Tony Bill who produced it is a real pilot (see One Six Right). He said that soem of the unbelievable stuff really happened. Some that really happened he thought was too hard to believe like a pilot who had his plane go inverted and was hanging under it holing on the controls. He ended up landing safely.
IIRC, the pilot's name was "Strange" (!), and he wasn't holding onto the controls, but to the jammed Lewis gun drum that he had been trying to free.
It's been months since I've seen it, but only a few of the worst bits are sticking in my mind. Like the fact that the planes that the Lafayette Escardille pilots were flying seemed to have British markings, half the time. Nuhh-uhh.
There was a scene where a pilot ripped the wings of a German plane with his landing gear. I don't argue that it actually *happened* at one point, but the way they filmed it made the plane look like the pilot had jammed it in reverse. I expected to hear the American pilot go "Beep beep!" like the Road Runner.
This is, basically, the curse of CGI. Just because you have pretty models and can make them do whatever you want, DOESN'T mean what shows up will be realistic. The space combat scenes in "Star Wars" are a classic example. It just took thirty years for the same taint to reach the aviation world.
In the old days, they had to film these scenes with real planes and real pilots. What you saw was at least somewhat realistic, since actual airplanes were used and actual pilots had to fly them. Take a look at them flying under the bridge arches in "The Blue Max," for instance.
Nowdays, you've got a computer expert who has never handled a set of controls in his life deciding how the planes should move. Yes, the guy at the top was a pilot; I don't think it was enough.
Agrrhhh, just thinking about that movie raises my blood pressure. Talking back and forth between the airplanes in flight? Puh-leeeze.
Did you notice that they never actually *showed* any of the actors with the lion cubs? They'd show a lion trotting across the floor. One of the actors, in a waist-up shot, would look down at their feet, then the camera angle would switch to a close-up of the lion and some generic legs, and a generic hand would come down and pet the lion.
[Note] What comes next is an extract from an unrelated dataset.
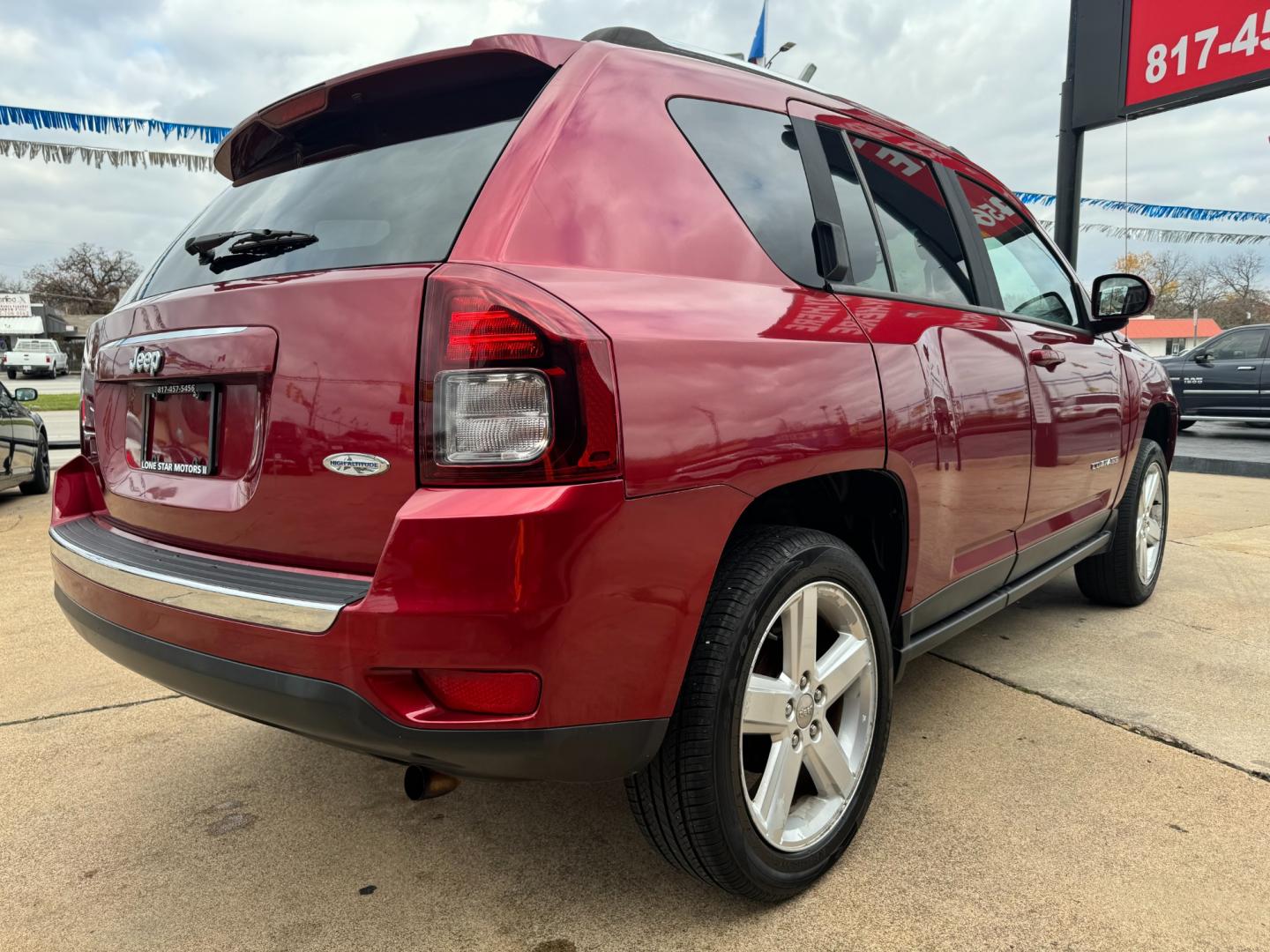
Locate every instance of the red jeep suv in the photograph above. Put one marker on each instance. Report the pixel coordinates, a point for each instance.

What really torqued me off was at the end...the "what happened after the war" stuff. All the people were *fictional*. You could make up whatever you wanted for them, after the movie ends. It's a good laugh in a comedy like "Animal House" (where you can make the eventual fates ironic) but it's stupid in any other sort of fiction.
Agrrhhhh.
Grab your Netflix lists and grab the 1958 movie, "
Lafayette Escadrille". It has the same problems with the plot going off the rails, but training sequences with the "penguins" are worth it. The director, in this case, was not only a pilot, but had been a member of the actual Lafayette Escadrille.